I'm preparing for an exam and, looking at older exams I stumbled across this question:
Compute $gcd(a(x), b(x))$ where $a(x) = x^3+x+2$ and $b(x)=x^2+x+1$ And the solution is $x+3$
So, I know that the procedure of this, using Euclid's algorithm is: $\gcd(a,b)$ becomes $\gcd(R_{x^2+x+1}(x^3+x+2))$ But how would I compute $x^3+x+2 \equiv x+3 $ (mod $x^2+x+1$)?
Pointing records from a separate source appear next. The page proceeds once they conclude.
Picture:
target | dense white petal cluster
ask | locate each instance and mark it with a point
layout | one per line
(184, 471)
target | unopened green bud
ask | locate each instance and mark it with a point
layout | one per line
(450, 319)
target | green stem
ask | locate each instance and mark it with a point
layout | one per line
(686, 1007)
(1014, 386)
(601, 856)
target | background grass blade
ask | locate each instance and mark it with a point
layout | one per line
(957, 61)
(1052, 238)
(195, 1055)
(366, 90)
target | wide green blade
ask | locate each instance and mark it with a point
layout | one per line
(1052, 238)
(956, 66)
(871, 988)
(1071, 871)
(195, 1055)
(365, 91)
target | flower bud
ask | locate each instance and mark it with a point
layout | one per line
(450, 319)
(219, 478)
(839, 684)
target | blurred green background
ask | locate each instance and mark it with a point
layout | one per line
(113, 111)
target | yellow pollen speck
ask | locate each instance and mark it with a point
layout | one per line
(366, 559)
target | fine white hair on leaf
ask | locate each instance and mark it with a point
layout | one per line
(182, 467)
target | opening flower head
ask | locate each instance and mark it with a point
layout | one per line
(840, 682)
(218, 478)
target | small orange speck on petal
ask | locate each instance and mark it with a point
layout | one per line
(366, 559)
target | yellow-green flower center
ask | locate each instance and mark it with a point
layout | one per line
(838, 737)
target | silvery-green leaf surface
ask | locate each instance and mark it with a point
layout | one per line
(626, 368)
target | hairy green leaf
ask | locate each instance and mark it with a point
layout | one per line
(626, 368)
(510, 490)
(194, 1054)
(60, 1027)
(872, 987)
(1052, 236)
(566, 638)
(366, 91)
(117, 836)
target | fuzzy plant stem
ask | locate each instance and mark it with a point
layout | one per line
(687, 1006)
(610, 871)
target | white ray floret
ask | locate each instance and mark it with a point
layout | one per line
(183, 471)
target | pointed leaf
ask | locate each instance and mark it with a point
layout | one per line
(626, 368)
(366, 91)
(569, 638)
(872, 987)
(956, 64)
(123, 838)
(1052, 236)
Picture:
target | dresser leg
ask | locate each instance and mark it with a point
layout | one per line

Polynomial long division yields $(x^3+x+2)=(x^2+x+1)(x-1)+x+3$:
$$\begin{align}& \underline{x-1}\\ x^2+x+1&)x^3+x+2\\ &\underline{x^3+x^2+x} \\ &&-x^2+2\\ &&\underline{-x^2-x-1}\\ &&x+3 \end{align}$$
To compute $\,a\bmod b\,$ we can use the (Euclidean) polynomial division algorithm to divide $a$ by $b,\,$ which yields the remainder $ =a\bmod b,\,$ same as for integers.
However here there is a nice optimization that is available. Namely we have $\,b\mid x^3-1\,$ therefore $\,a\bmod b = (a\bmod x^3\!-1)\bmod b.\,$ But computing $\bmod \color{#c00}{x^3\!-1}\,$ is easy since we can use the rewrite rule $\,\color{#c00}{x^3\equiv 1}\,\Rightarrow\, \color{#c00}x^{\color{#c00}3n}\equiv \color{#c00}1^n\equiv 1\,$ to quickly reduce every polynomial to one of degree $\le 2,\,$ e.g. your $\,a = \color{#c00}{x^3}\!+\!x\!+\!2$ $\equiv \color{#c00}1\!+\!x\!+\!2$ $\equiv x\!+\!3.\,$ This is a special case of the method of simpler multiples.